The Internet was born to be open and free. Since the time when people established the underlying architecture of communications network, the Internet was endowed with the attributes of a decentralized architecture like its genes. Some negative impacts have come along, such as issues of online security and
spams. Yet as such things are the consequences of the working of the Internet's genes, they are meant to subsist. For those Internet businesses that go against the Internet's innate characteristics, they would inevitably face tremendous pressure from competition.
Ten years ago, the Internet had posed a severe challenge to the conventional logic of business world – monopoly - , especially of the capital-intensive
media industry. The Internet broke the structure and created an opening. An open Internet enabled more content partners to join. Free Internet services quickly drew in a large number of users. People running Internet companies were aware that only through opening up themselves could they continue to grow.

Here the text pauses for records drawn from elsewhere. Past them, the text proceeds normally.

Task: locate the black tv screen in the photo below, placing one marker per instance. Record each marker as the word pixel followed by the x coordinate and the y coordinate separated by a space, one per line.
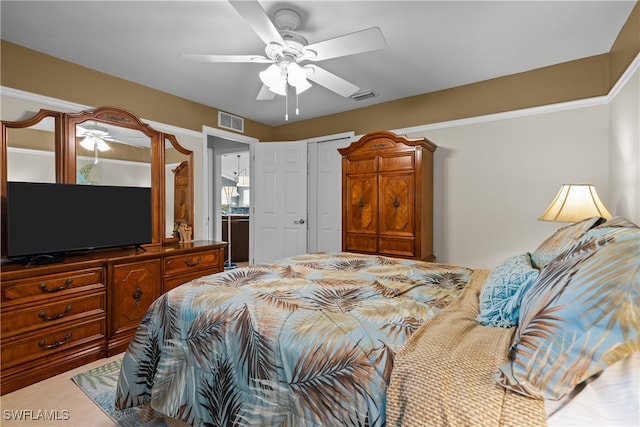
pixel 44 218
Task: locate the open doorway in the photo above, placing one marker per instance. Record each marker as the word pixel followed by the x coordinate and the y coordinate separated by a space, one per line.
pixel 235 199
pixel 224 169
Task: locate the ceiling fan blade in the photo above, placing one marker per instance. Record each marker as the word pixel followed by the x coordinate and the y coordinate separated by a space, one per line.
pixel 349 44
pixel 255 15
pixel 265 94
pixel 331 81
pixel 227 58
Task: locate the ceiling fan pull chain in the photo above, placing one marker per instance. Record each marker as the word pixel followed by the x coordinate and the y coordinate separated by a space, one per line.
pixel 286 102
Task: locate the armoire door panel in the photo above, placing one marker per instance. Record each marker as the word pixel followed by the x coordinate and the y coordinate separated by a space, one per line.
pixel 362 201
pixel 397 209
pixel 361 243
pixel 397 246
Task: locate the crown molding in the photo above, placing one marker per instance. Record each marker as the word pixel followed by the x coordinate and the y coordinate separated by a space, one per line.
pixel 524 112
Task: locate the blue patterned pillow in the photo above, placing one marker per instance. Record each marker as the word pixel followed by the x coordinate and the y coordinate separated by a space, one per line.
pixel 501 294
pixel 579 317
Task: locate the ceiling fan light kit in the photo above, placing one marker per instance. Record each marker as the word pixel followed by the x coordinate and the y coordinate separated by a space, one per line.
pixel 286 50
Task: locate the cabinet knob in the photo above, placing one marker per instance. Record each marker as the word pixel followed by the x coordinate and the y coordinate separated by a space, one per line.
pixel 45 289
pixel 55 344
pixel 193 263
pixel 44 316
pixel 137 294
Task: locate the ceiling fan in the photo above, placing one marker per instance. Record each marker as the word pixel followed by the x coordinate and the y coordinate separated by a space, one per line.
pixel 287 50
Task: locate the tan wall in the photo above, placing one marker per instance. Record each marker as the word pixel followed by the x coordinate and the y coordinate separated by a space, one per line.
pixel 31 71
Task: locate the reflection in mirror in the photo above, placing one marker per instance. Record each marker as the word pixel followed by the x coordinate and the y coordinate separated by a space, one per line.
pixel 31 152
pixel 178 191
pixel 112 155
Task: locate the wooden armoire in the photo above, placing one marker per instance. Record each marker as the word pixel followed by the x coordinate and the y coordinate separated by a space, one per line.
pixel 387 196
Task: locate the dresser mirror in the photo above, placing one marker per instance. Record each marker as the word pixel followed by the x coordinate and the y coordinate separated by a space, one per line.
pixel 29 148
pixel 112 155
pixel 105 146
pixel 178 175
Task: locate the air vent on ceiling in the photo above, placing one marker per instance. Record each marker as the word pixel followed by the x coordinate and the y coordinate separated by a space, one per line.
pixel 229 121
pixel 365 94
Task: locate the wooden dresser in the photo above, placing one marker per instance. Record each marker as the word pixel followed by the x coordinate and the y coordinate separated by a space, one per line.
pixel 387 196
pixel 59 316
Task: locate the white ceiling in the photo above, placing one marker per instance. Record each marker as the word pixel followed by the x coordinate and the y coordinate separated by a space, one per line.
pixel 431 45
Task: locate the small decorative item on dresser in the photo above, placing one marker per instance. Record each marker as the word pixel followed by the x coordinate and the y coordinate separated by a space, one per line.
pixel 184 231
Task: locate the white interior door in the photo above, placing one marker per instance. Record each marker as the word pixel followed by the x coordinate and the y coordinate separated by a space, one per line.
pixel 279 187
pixel 325 193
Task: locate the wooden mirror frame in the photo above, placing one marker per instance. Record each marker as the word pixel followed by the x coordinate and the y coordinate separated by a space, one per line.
pixel 65 159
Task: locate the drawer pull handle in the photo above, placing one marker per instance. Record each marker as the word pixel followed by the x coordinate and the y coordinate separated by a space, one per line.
pixel 67 283
pixel 44 316
pixel 192 263
pixel 137 294
pixel 55 344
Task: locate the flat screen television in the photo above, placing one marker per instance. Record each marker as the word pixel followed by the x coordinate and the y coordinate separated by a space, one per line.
pixel 45 218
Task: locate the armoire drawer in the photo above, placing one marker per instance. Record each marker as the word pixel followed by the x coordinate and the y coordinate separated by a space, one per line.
pixel 48 286
pixel 51 341
pixel 25 320
pixel 208 260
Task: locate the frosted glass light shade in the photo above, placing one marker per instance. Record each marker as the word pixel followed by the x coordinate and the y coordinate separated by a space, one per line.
pixel 91 142
pixel 275 77
pixel 575 202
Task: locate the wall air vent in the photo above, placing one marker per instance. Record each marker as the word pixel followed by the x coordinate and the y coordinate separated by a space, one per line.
pixel 365 94
pixel 229 121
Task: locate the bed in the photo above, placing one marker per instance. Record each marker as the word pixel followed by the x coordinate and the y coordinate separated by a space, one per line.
pixel 350 339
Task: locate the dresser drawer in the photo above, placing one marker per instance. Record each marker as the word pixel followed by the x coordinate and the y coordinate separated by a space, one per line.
pixel 181 279
pixel 192 262
pixel 51 341
pixel 47 286
pixel 25 320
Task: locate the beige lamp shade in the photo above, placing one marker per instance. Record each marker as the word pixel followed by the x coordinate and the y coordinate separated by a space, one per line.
pixel 575 202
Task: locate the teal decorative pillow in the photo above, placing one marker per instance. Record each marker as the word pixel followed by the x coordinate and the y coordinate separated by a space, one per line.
pixel 501 294
pixel 562 240
pixel 581 315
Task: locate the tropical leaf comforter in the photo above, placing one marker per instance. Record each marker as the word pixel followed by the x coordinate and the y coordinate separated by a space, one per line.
pixel 306 341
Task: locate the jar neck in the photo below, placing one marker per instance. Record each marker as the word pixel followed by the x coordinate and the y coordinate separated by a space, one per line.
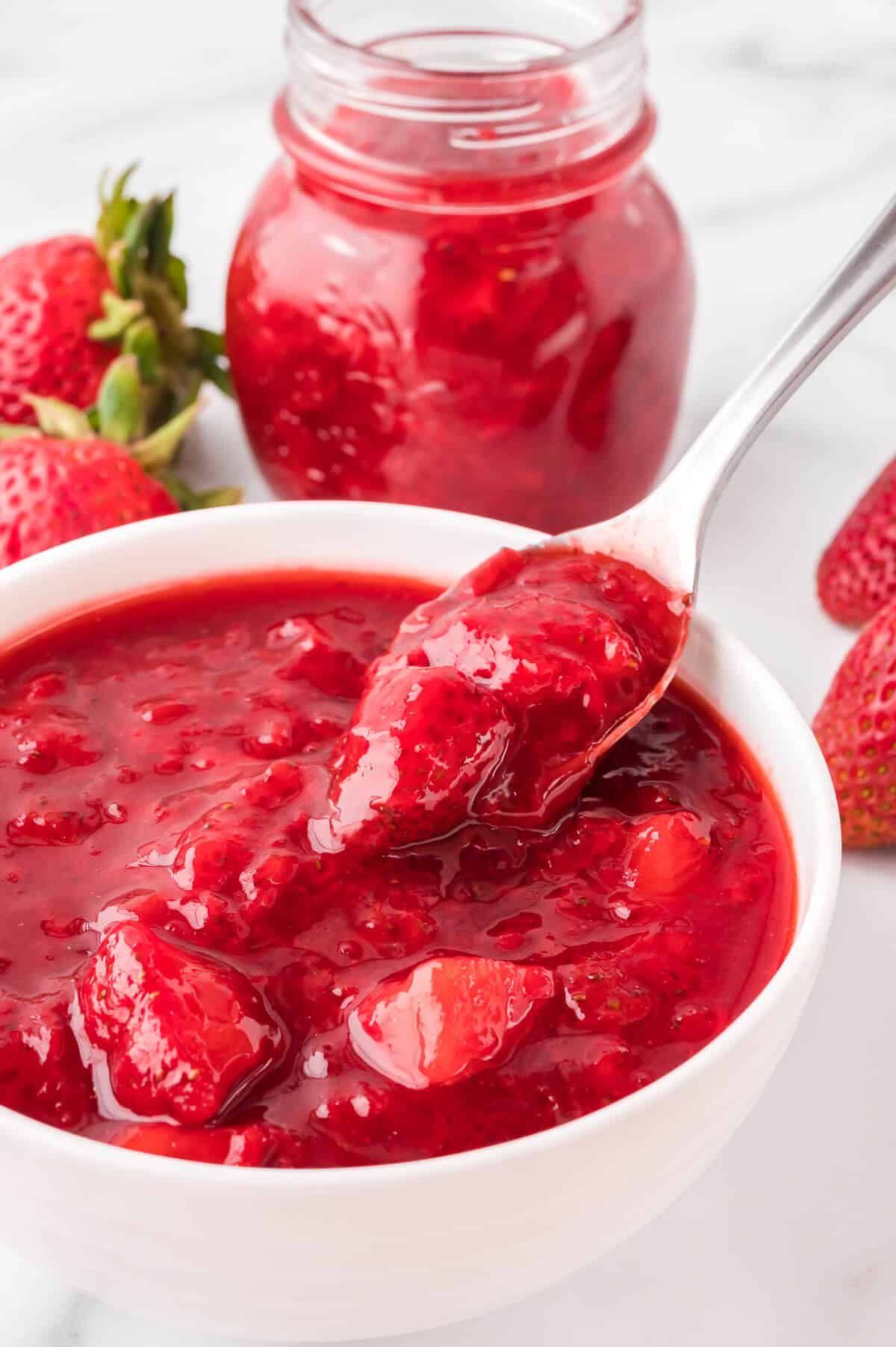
pixel 470 116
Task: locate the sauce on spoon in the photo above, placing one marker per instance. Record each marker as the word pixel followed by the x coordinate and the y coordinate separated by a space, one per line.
pixel 496 700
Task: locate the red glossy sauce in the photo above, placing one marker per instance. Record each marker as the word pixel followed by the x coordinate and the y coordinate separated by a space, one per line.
pixel 164 955
pixel 507 343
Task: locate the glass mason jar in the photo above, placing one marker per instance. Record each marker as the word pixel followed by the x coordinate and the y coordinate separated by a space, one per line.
pixel 460 286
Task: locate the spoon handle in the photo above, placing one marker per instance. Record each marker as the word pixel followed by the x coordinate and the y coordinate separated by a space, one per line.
pixel 865 276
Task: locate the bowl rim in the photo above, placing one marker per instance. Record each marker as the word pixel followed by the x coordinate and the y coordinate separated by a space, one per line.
pixel 805 948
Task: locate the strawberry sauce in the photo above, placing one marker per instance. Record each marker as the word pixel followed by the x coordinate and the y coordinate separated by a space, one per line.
pixel 496 330
pixel 179 974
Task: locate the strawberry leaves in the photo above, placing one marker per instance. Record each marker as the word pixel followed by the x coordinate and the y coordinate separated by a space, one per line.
pixel 144 311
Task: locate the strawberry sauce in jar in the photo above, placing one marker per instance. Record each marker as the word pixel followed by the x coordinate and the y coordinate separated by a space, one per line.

As the Internet follows the pattern of scale economy, inevitably, there is always an innate pressure for Internet businesses "to grow bigger." They need to quickly increase their user base and traffic to achieve a comparatively low marginal cost. One way to grow big fast is to offer free services; to open and embrace more partners is another. During the first decade of the Internet, these two methods seemed to work well.
Now we've seen a third method emerges with
Web 2.0 - social network. The way social network works is similar to multi-level marketing. Spreading from one user's social network to another's and then many others', social network services quickly accumulate a huge amount of users. However, the pressure to grow bigger never wanes. Following the innate nature of the Internet - open and free - , renowned social network services providers have come up with solutions: an open platform and opening up users' profiles.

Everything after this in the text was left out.